Perhaps, the wisdom, the understanding, and the empathy gained in each of these situations is the way to happiness. Life will never be free of heartache, but as we come to see the wisdom of how God has taught us to find joy in the things, the lessons, the understanding He provides, and we allow His peace to be in our lives, we can and will be happy. 



Wednesday, August 3, 2016

The Miracle of a Seed

Almost without thinking, this morning, I bowed my head as I placed my cantaloupe and eggs before me and asked God to help them nourish and strengthen my body. I wouldn’t even categorize my words as a prayer or a blessing. I offered one of those vain repetitions the scriptures caution us to avoid, and I knew better. Obtaining, eating, and enjoying foods that nourish my body has never been a problem, so why do I use those words. It used to be ignorance. But now, I simply allow old habits and laziness to invade my prayers. Yes, my mother – as most moms have done – told me to eat all of my vegetables because there were starving children in Africa. Now, when I take the time to pause and pray over my food, I think about those children, and I realize how blessed I am for not only the abundance of food, but also the variety available and the ease in which it is obtained.

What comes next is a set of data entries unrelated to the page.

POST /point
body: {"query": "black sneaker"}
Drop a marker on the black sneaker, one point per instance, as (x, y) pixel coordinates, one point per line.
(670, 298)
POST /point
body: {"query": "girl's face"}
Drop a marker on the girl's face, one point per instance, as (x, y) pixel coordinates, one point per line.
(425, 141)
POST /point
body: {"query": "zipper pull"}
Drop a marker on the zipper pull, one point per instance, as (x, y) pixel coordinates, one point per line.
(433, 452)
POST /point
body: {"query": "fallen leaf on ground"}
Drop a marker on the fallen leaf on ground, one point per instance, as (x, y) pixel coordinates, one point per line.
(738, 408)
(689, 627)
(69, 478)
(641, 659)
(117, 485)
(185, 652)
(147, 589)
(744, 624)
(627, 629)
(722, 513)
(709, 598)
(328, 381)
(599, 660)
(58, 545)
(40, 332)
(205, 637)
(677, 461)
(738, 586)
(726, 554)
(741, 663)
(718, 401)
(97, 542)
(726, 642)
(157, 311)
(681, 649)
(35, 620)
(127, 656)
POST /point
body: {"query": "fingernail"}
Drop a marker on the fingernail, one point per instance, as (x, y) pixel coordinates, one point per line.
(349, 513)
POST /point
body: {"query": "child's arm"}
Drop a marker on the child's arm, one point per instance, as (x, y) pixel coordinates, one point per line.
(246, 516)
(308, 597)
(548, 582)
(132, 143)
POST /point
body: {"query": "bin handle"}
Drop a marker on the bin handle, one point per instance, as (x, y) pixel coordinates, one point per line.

So, instead of asking for heath and strength, I think about how I can use that strength to bless others, I express gratitude that I have never experienced real hunger and the food I eat provides nourishment, I think about all the farmers and workers who labor long hours to make my food possible, and I contemplate the beauty of rain, the wonder of the sun, and the miracle of a seed. Perhaps, in a few days, old habits will creep back into my prayers again, but the seed of gratitude has been planted, and I know if nourish it, it will continue to grow.